いとしのトナカイくん
「………」



さてどうするのかなと、トナカイの様子を観察していると。

意外にも彼はその場にしゃがみこんで、ふたりのキッズの頭をぐりぐりと撫で回した。


……へー。子ども、好きなんだ。

きゃっきゃとよろこぶ男の子たちに、なんだか少しだけ、笑みがもれる。

だけども、そこはやんちゃな小学生。すぐにその子たちは、不穏な動きをし始めた。



「なにこれ、どーなってんの? チャック後ろ?」

「あっ、ここからちょっと首見えんじゃん!!」



ふたりはがっつりトナカイにしがみついて、その着ぐるみを観察している。

あろうことか頭と胴体部分の間に手を入れようとしていることに気が付いて、あたしは慌てて話し掛けた。

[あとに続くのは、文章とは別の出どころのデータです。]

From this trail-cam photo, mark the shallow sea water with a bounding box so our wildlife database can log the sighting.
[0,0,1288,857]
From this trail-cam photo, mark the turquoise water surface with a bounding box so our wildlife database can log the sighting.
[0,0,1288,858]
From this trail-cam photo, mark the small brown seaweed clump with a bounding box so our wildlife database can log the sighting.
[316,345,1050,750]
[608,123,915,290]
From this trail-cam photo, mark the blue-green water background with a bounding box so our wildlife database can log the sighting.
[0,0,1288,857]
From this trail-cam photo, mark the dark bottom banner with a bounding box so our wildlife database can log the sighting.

「コ~ラ~僕たちー? トナカイさん痛いから、ちょっと離れてあげようね?」



中腰になりながらにこにこ笑顔でそう言ったあたしに、キッズは不満げな表情。



「うっせーニセサンタ!! プレゼントもくれねぇくせにえばんなよ!!」

「だまってティッシュ配ってろよ、おばさん!!」

「お……っ!?」



お、おばさんですってえええええ!!??

一応まだ、大学1年生ですが!! ギリギリ10代の19歳ですが!!

着ぐるみのトナカイは許されるのに、ミニスカサンタは全否定ですかコノヤロー!!